When we read Peter about how the "various trials" we undergo are a part of testing the genuineness of our faith, we're ready to ask right away if God causes the hard times we endure in order to build our faith or achieve some other purpose. That question, of course, is like a theological hand grenade with the pin pulled -- if you don't keep a tight and precise grip on it you will learn why Mr. Hand Grenade is no longer your friend. Some people have no real issue asserting that God brings hard times on people in order to teach them or strengthen them, or serve some other purpose. But some people -- who may have dealt with some serious hard times of their own or known people who did -- aren't willing to accept that. With a literal infinite list of ways he can bring things about, it seems to them very strange at best to say that God might bring cancer or disease or harm into people's lives.
Now one reason we ask this question about why did hard times come to us is because most of the time we don't have to deal with them. Most of us, especially in the nations of the developed world like the United States, live lives that have few hard times when we compare them to the way people have lived for most of human existence and the way many people around the world live today.
For most of human history and for developing nations today, the goal of the work people do is survival. They don't work to build a nest egg or save up for a new car. They work, sometimes pretty dadgum hard, in order to make sure that they can live through that day and maybe a little bit of the next. "Hard times" are the norm.
So they don't ask why hard times come. Hard times are how they live. Peter recognizes this -- remember he was a fisherman before Jesus called him, so he knows what earning your bread by the sweat of your brow means. The new perspective he brings is that the hard times can actually be redeemed by God into a stronger faith that will bring glory to God when Jesus comes and the world changed.
Many religions in Peter's time promised success and prosperity in return for devotion to a particular god or goddess. It's not an unknown idea in our time, either. But the gospel Peter heard, saw and later preached himself made no such promises. With his own eyes he had seen the arrest of his Teacher and he was probably among the crowds watching from a distance as Jesus died. But then came the glory of Easter and he saw Jesus transform the obvious defeat of his crucifixion into the tools God would use to redeem humanity.
Maybe one of the clearest examples of the difference is the way some people pray. This isn't a hard and fast rule, but comfortable people in pretty good circumstances tend to pray for protection from hard times, or that the hard times miraculously halt. Nothing wrong with that, but we often forget to add the part of the prayer that people in less comfortable circumstances fall back on more often: To ask for God's presence and for the strength to endure the hard times that have come. Peter's readers lived hard times most of their lives and the idea that they would end before death came to them would have been a little odd.

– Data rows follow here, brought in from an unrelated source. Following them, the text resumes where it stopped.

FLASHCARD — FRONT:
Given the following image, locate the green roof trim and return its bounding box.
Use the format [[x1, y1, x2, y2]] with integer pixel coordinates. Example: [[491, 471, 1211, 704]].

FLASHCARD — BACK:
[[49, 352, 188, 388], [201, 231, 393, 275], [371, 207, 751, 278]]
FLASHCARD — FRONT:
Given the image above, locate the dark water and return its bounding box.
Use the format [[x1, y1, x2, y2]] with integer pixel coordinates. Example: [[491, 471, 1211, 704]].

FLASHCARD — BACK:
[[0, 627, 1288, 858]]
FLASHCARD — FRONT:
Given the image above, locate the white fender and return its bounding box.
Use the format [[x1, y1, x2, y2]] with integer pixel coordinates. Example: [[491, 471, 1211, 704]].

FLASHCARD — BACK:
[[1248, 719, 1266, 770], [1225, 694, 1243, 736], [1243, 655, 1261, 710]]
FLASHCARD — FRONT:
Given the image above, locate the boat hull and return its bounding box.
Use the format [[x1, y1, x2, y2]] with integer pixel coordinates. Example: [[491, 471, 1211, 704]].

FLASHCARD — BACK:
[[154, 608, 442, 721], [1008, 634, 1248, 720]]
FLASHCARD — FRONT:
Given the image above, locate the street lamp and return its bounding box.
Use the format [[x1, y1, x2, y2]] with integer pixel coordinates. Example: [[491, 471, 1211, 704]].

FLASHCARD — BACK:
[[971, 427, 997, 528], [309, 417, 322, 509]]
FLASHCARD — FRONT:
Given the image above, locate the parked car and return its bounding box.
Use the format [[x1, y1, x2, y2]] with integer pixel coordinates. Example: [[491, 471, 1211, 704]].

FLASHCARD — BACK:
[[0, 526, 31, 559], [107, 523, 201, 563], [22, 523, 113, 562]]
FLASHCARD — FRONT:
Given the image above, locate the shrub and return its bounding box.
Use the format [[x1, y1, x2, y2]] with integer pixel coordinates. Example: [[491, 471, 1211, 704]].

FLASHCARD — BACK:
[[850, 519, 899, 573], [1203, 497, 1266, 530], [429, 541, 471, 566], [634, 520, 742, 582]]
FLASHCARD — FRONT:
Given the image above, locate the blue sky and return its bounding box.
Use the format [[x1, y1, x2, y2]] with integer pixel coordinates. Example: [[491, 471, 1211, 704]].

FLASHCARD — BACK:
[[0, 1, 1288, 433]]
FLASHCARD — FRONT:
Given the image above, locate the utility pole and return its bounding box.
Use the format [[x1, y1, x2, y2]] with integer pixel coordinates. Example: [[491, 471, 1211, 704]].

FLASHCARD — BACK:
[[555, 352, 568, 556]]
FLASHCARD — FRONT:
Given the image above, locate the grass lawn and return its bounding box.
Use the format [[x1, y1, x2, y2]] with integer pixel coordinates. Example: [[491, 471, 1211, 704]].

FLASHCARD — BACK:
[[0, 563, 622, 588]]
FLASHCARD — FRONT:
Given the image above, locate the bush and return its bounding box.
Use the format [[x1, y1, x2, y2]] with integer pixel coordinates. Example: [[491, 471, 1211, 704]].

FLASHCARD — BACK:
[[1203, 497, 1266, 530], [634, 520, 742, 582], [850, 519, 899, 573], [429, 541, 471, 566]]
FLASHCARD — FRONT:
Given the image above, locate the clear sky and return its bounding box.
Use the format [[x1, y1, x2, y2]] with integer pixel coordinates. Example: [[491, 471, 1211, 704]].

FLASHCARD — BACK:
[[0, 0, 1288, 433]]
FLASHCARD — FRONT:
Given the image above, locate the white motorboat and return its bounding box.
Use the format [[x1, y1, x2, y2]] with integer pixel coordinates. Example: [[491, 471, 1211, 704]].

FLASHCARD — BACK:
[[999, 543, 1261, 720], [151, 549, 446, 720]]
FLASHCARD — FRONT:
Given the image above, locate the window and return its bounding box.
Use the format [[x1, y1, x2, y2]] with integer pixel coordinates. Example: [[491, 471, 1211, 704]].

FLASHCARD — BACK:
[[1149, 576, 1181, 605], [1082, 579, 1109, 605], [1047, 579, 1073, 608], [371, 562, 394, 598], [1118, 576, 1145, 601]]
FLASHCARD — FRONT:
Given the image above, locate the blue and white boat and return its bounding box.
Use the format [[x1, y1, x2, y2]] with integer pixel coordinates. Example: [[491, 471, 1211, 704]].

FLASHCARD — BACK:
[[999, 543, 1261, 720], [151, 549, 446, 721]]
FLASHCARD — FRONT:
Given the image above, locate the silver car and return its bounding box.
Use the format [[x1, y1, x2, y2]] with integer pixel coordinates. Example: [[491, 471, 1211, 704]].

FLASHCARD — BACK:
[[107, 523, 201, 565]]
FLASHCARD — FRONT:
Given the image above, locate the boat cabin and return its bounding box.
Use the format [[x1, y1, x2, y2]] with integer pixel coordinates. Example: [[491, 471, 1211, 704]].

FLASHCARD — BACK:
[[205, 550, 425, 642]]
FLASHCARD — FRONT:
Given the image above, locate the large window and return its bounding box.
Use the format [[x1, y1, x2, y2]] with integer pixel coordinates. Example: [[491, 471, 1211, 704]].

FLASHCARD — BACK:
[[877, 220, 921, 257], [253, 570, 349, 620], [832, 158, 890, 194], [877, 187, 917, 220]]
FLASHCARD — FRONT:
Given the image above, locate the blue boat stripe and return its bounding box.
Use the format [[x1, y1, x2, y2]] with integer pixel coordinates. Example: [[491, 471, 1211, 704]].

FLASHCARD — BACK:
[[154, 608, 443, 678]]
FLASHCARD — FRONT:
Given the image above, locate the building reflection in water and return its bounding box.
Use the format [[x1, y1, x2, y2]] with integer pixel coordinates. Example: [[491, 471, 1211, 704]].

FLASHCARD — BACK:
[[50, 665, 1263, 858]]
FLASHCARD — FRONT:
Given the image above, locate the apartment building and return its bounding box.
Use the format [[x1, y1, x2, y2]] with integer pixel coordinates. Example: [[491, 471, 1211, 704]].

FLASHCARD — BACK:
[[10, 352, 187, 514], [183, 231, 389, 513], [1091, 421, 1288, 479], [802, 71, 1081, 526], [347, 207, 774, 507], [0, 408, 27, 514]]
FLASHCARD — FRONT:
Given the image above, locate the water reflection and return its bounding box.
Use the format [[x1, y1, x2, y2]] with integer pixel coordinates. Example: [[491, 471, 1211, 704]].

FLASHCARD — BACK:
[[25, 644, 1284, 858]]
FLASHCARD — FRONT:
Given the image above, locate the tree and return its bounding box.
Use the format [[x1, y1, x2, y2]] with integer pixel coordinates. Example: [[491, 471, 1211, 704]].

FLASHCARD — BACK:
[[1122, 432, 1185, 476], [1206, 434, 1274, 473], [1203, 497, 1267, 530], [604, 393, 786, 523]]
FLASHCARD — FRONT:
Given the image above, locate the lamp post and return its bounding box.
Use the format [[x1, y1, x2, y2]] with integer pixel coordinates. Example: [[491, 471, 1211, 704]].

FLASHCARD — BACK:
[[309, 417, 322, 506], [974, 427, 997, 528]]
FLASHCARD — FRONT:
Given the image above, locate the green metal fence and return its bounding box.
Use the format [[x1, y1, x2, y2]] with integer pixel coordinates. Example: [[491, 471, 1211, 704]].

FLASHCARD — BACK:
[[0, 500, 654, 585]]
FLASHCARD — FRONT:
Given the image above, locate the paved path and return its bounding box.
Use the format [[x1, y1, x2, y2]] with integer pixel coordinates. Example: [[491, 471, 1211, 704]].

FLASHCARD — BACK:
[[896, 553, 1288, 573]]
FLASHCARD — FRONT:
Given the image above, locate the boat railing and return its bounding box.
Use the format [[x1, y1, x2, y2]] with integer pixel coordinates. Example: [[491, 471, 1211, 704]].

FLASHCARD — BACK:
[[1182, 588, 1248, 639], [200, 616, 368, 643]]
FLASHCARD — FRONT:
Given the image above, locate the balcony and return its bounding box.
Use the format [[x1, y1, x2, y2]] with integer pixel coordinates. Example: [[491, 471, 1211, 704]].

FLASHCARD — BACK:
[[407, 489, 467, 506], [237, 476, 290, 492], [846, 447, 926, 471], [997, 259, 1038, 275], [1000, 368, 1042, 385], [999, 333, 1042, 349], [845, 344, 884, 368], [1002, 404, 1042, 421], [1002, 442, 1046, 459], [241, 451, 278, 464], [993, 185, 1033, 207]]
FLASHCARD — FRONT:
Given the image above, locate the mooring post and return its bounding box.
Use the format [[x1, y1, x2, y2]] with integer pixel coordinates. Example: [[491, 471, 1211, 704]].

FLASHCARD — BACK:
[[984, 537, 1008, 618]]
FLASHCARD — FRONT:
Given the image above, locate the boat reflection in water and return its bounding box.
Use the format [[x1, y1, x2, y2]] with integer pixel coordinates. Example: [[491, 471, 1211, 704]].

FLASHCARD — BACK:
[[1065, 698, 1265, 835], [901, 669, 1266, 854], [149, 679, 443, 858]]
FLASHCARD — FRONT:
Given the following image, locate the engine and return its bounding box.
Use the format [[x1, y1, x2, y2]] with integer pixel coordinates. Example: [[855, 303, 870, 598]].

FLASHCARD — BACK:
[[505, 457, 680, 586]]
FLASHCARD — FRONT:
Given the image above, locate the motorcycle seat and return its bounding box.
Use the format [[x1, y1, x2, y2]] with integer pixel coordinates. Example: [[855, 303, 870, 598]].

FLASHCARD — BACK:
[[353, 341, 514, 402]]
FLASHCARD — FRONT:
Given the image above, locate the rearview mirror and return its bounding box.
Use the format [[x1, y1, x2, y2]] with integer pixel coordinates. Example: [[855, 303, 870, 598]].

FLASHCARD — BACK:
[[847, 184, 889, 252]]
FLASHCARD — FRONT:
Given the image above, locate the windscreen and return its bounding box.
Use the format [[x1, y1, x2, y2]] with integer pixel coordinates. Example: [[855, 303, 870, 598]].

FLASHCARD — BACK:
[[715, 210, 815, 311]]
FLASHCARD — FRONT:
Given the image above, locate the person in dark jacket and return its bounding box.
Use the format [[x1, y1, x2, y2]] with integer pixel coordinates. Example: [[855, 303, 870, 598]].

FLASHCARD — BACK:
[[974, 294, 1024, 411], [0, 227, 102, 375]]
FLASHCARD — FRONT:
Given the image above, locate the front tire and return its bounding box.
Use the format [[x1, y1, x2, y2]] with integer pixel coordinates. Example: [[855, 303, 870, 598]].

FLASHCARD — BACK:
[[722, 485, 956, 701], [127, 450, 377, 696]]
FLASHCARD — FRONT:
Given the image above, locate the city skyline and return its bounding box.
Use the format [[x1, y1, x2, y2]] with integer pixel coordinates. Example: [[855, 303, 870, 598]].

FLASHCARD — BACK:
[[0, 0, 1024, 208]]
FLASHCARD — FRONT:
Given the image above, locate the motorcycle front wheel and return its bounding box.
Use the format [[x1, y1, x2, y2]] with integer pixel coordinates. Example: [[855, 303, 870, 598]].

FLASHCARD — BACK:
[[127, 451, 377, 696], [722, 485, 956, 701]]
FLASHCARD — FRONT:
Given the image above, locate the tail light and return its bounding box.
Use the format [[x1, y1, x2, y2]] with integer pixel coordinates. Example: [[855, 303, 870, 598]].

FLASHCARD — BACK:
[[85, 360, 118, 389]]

I like to think of it this way; I've used this example a lot in my preaching. Let's say it rains, because after all Jesus promised that the rain falls on the just and the unjust. Yes, farmers and ranchers are glad of it, and we like it when it ends a drought. But I'm talking about when we get caught out in the rain ourselves. If you were certain that you could pray and God would immediately give you what you asked him for, how would you pray? Would you pray for an umbrella, for protection from the rain and a way to keep it from getting you wet and affecting your life?
Or would you pray for shampoo? If I've read Peter right, he was encouraging his readers to perform the lifestyle equivalent of praying for shampoo. Passages like this aren't much use to folks who want to say that following Jesus means blessings, benefits and bounty in this life. But they can lead us to be people who say along with the Christians who listened to and believed Peter, "Life is hard. But God is good."
And that has the distinct advantage of being true.